Kontra: Was ist Kultur?
Die Frage, ob Computerspiele Teil der Kultur sind, setzt voraus, dass geklärt ist, was Kultur ist. Versteht man unter Kultur nun alle Aktivitäten des Menschen, die nicht zu seiner Natur gehören, dann ist so ziemlich alles Kultur, was Menschen so – insbesondere in der Gemeinschaft und als Gemeinschaft – tun. Dieser rein beschreibende Kulturbegriff findet durchaus Verwendung, wenn zum Beispiel von der Kultur einer Zeit, eines Volkes oder einer Gruppe die Rede ist: »Das Essen mit Stäbchen ist Teil der chinesischen Kultur«, »Erpressung und Mord gehören zur Kultur der Mafia« – solche Sätze beschreiben, was ist, und der zugrunde gelegte Begriff von Kultur enthält keinerlei Wertung.

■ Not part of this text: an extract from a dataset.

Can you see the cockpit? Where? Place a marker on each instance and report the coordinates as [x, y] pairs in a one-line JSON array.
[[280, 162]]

Damit liegt der normative Kulturbegriff allen Diskussionen darüber, was gefördert wird und was nicht, automatisch zugrunde, denn gefördert wird, was sein soll. Wenn beispielsweise hierzulande ein Kulturstaatsminister den Machern eines sehr realistischen und brutalen Killerspiels einen Kulturpreis verleiht (50.000 Euro), dann muss er sich der Frage stellen, was an dem Spiel gut, das heißt dem Menschen förderlich, ist. Sport, Musik, Theater, Museen, Wissenschaft, Kunst, Naturschutz, und Bildungseinrichtungen wie Kindergärten, Schulen und Universitäten genießen ein hohes Ansehen in der Gemeinschaft und werden staatlich gefördert, weil diese kulturellen Aktivitäten bzw. Institutionen zu Wachstum, Glückserlebnissen und zum Erkennen sowie zum richtigen Tun – den Idealen der Aufklärung – beitragen.

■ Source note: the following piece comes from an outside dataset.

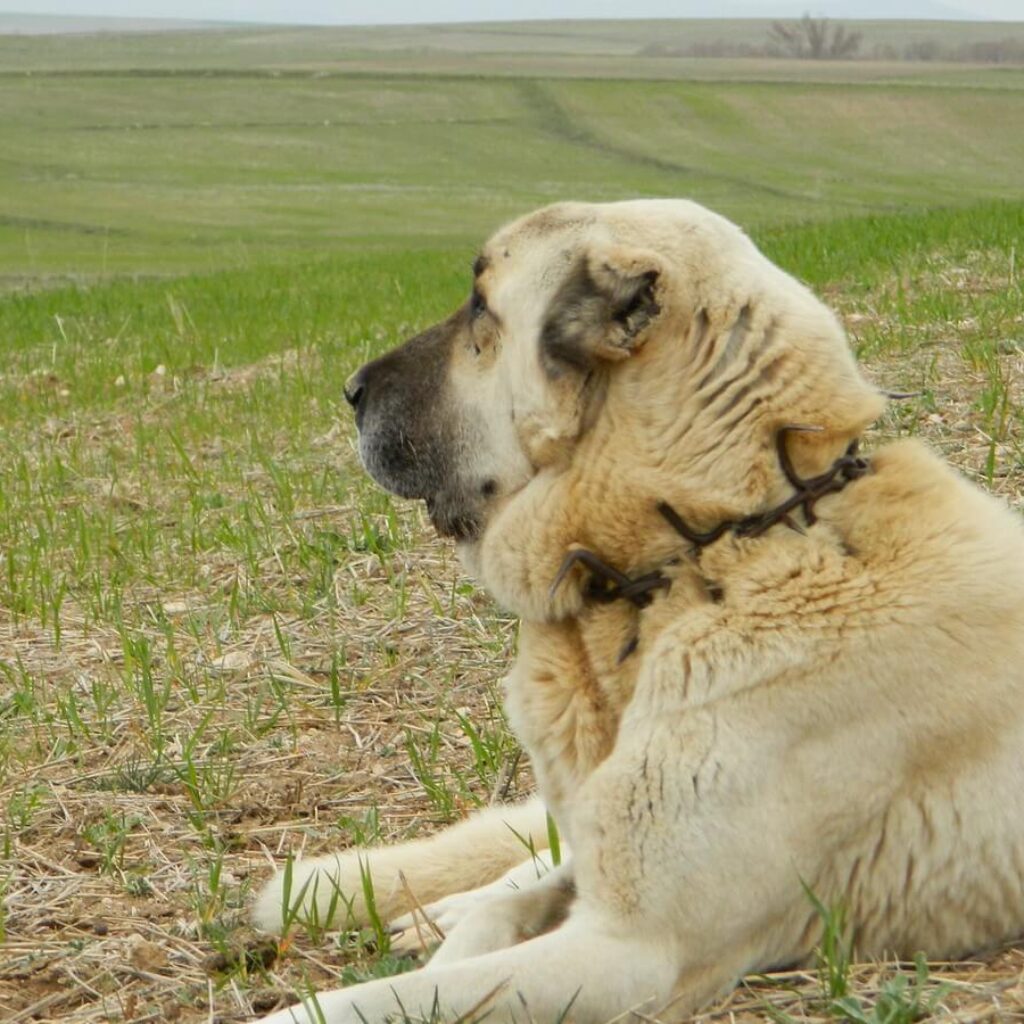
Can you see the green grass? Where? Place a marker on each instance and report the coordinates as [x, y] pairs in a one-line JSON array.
[[173, 163], [219, 642]]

Nach dem gegenwärtigen Stand unseres Wissens schaden Bildschirmmedien im allgemeinen und ganz besonders Computerspiele der körperlichen, emotionalen, geistigen und sozialen Entwicklung junger Menschen nachweislich und verursachen Bewegungsmangel, Übergewicht, Schlafmangel, Sucht, Stress, hohen Blutdruck, Aufmerksamkeitsstörungen, Ängste, Depression (einschließlich Selbstverletzungen und Selbstmordgedanken) und Schulversagen. Zudem steigern sie die Aggressivität und vermindern die Empathiefähigkeit. Das Jugendwort des Jahres 2015 – Smombie, die Zusammensetzung aus Smartphone (dem vielfach vor allem zum Spielen verwendeten Schweizermesser des digitalen Zeitalters) und Zombie (seiner Seele beraubter willenloser Mensch) – trifft diesen Sachverhalt punktgenau und zeigt an, dass er von Jugendlichen mittlerweile selbst klar erkannt wird.
Wir Erwachsene haben die Verantwortung für die körperliche, geistige und seelische Entwicklung der nächsten Generation als unsere wichtigste Aufgabe zur Sicherung unseres Gemeinwohls, unserer Zukunft und unserer Kultur. Computerspiele richten großen Schaden an im Hinblick auf Glück, Gesundheit und Bildung. Wenn wir junge Menschen und deren Bildung dem unkontrollierten Profitstreben von Firmen überlassen, die zu den reichsten der Welt gehören, und dies auch noch als »Kultur« bezeichnen, handeln wir verantwortungslos!
Dieser Text wurde zuerst veröffentlicht in: LAG Kinder- und Jugendkultur e.V. (Hrsg.): kju (1/2016). Schwerpunkt Computerspiele. Hamburg 2016, S. 18.
Er ist hier online verfügbar.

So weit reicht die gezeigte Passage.